Un homme attend de son banquier qu’il lui accorde un crédit pour relancer son entreprise en sommeil. Chauffeur de taxi pour subsister pendant la période de stand-by, il apprend au cours du rendez-vous final avec le banquier que le pot-de-vin qu’il doit lui verser a atteint une somme qu’il lui est impossible de débourser. Excédé et soudain exposé aux menaces du prêteur, l’homme sort une arme et tire. Le drame de ce chauffeur de taxi occasionnel suscite un débat national et la une des émissions de radio.
Pendant ce temps, cinq chauffeurs de taxis et leurs passagers roulent dans Sofia de nuit. Chacun vit dans l’espoir d’un avenir meilleur….
En Bulgarie, chaque fois que quelqu’un perd son emploi, il devient chauffeur de taxi.
L’idée de faire un film sur le sujet est venue à Stephan Komanderev le jour où un chauffeur de taxi qui le conduisait lui a appris qu’il venait de perdre son poste de professeur de Sciences nucléaires à l’Académie Bulgare des Sciences et qu’il s’était rabattu sur cette solution pour survivre.

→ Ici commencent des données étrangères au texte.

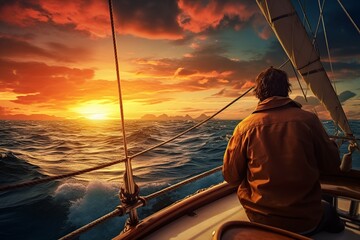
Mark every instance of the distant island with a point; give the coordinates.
(165, 117)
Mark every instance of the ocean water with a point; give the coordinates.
(36, 149)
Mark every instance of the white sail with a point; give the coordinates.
(294, 39)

Les salaires dans le pays sont souvent insuffisants pour assurer le minimum et c’est ainsi que des enseignants, des scientifiques, des prêtres, des musiciens ou des boulangers, conduisent des taxis de nuit pour améliorer l’ordinaire.
Cet homme qui, en dépit de la situation critique où il se trouvait ne manquait pas d’humour a lancé la boutade selon laquelle la Bulgarie est un pays plein d’optimistes parce que les pessimistes et les réalistes en sont partis depuis longtemps.
Depuis, le réalisateur n’a cessé de prêter une oreille attentive aux propos des chauffeurs de taxis qui lui sont apparus au fur et à mesure de son écoute, un excellent baromètre pour mesurer les réalités sociales d’un pays où la pauvreté et une inégalité toujours croissante produisent un sentiment d’échec qui se généralise à toutes les couches de la société. La Bulgarie est devenu un pays où le rêve d’une vie meilleure a laissé le pas à ce qui est devenu l’urgence, la lutte obstinée pour une survie primitive.
«Taxi Sofia» se présente sous la forme de plusieurs épisodes inspirés pour la plupart d’entre eux de faits réels même si l’objectif de Stephan Komanderev n’était pas tant de faire le récit d’histoires vraies que de représenter, au moyen de la fiction dramatique, une vérité émotionnelle au cœur de chaque situation.
Mais, pour garder une couleur d’authenticité et de réalité dans le film, chaque épisode a été tourné en plans séquences.
Ces épisodes mis bout à bout dressent un portrait du pays où le personnage de nanti est un mari infidèle, le seul dont la préoccupation n’est pas du domaine de la survie, mais de celui de la frivolité.
Ce film sombre, dont le seul épisode de jour finit par un meurtre, contient des moments qui peuvent paraître inégaux (le mari infidèle trahi par un cri de sa maîtresse, le discours entre le chauffeur de taxi curé et son passager) mais ils sont relevés par d’autres moments intenses, forts et souvent pathétiques et de solidarité.
Tous contribuent à faire de « Taxi Sofia» une œuvre puissante.